The tour, led by Mr Coward or one of his team, gives you time to explore every inch of Gravetye’s exuberant borders and dazzling wildflower meadow and includes an exploration of the original oval walled kitchen garden. The day concludes with a lunch of chargrilled daylilies — tender and bittersweet — and a pudding of glazed roast fennel with honey ice cream and yuzu lemon from the restored peach house.
Border Lines’s James Bolton is the David Attenborough of garden visiting. Following a 30-year career as a garden designer, nursery-man, head gardener and Inchbald’s director of Design History, Mr Bolton paves the way to ‘really special private gardens my clients know they can’t get into by paying £5 at the door’.
An ideal day will be three gardens, with a convivial lunch with the owner in the middle one. ‘We might have coronation chicken, new potatoes, a fruity pudding and a glass or two of white wine.’ Mr Bolton is particularly pleased when his garden owners start coming on his tours: ‘They do quite often!’
How to book
G&T Garden Tours — www.gtgardentours.co.uk
The Land Gardeners — www.thelandgardeners.com
Gravetye Manor, West Sussex — www.gravetyemanor.co.uk
Border Lines — www.border-lines.co.uk
More of the best garden tours
Tod Garden Tours’s
Michael Marriott, one of the world’s leading rosarians, and horticulturalist Rosie Irving create a particularly relaxed, knowledgeable, and friendly atmosphere on both day tours in the UK and longer tours to Irish gardens. Their format is to bring together a small group of keen gardeners who arrange their own travel and generally bring a picnic lunch. Don’t expect to see rose gardens alone, but ‘there is always a smattering of roses in every garden’ and everything you have ever wanted to know about a certain rose can be answered. Catering exceptions are made if the afternoon is spent in the garden of Charlie McCormick and Ben Pentreath — tea will be served with one of Mr McCormick’s legendary sponge cakes and, at the exuberant colour-filled Patthana Garden in Co Wicklow, a delicious, equally colourful lunch is always part of the experience.

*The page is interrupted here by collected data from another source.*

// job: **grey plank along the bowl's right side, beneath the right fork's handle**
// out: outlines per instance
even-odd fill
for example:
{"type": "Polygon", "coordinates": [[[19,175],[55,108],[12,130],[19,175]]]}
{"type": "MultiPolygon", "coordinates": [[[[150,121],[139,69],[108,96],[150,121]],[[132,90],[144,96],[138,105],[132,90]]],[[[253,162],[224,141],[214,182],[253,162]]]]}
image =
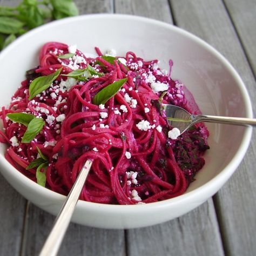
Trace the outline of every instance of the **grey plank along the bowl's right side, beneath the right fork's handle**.
{"type": "MultiPolygon", "coordinates": [[[[254,77],[223,2],[181,0],[171,1],[171,6],[177,25],[205,39],[230,60],[244,80],[254,103],[254,77]]],[[[255,32],[254,25],[255,23],[251,23],[250,31],[255,32]]],[[[253,109],[255,112],[255,104],[253,109]]],[[[256,195],[253,193],[256,190],[255,135],[254,130],[246,157],[237,172],[215,197],[227,255],[255,255],[256,252],[256,195]]]]}

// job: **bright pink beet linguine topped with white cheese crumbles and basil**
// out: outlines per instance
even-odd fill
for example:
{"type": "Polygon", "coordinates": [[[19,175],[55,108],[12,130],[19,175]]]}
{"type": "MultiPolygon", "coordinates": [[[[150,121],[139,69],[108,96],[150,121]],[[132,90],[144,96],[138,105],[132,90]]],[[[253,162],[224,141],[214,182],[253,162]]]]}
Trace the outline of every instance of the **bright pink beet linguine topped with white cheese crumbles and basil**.
{"type": "Polygon", "coordinates": [[[173,132],[161,103],[200,113],[191,93],[158,60],[114,51],[86,57],[75,45],[46,43],[39,66],[2,107],[6,159],[26,177],[68,194],[86,159],[80,199],[141,204],[183,194],[204,165],[208,131],[173,132]]]}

Tod Garden Tours — www.michaelmarriottrosarian.org
The Garden Museum in Lambeth, London SE1
A fresh raft of hugely varied, carefully curated garden days each year. The tours are meticulously run as a charitable venture and benefit hugely from the glittering address book of museum director Christopher Woodward. Guests are ferried to the gardens from a local station and there is always a memorable lunch, perhaps in a magical Devon garden designed by Dan Pearson or at an atmospheric pub near Olivia Laing’s restored garden in Suffolk.
The Garden Museum, London SE1 — www.gardenmuseum.org.uk
The National Garden Scheme
The NGS has paved the way for inspiring visits since 1927. Particularly special gardens, such as Polly Nicholson’s Blackland House in Wiltshire, sell out fast. Your booking speed and your modest entrance fee (entirely for good causes) will be rewarded with a blissful spell strolling among every kind of luscious tulip in this exquisite five-acre garden. There is a cheerful and generous tea by the calming pool, too.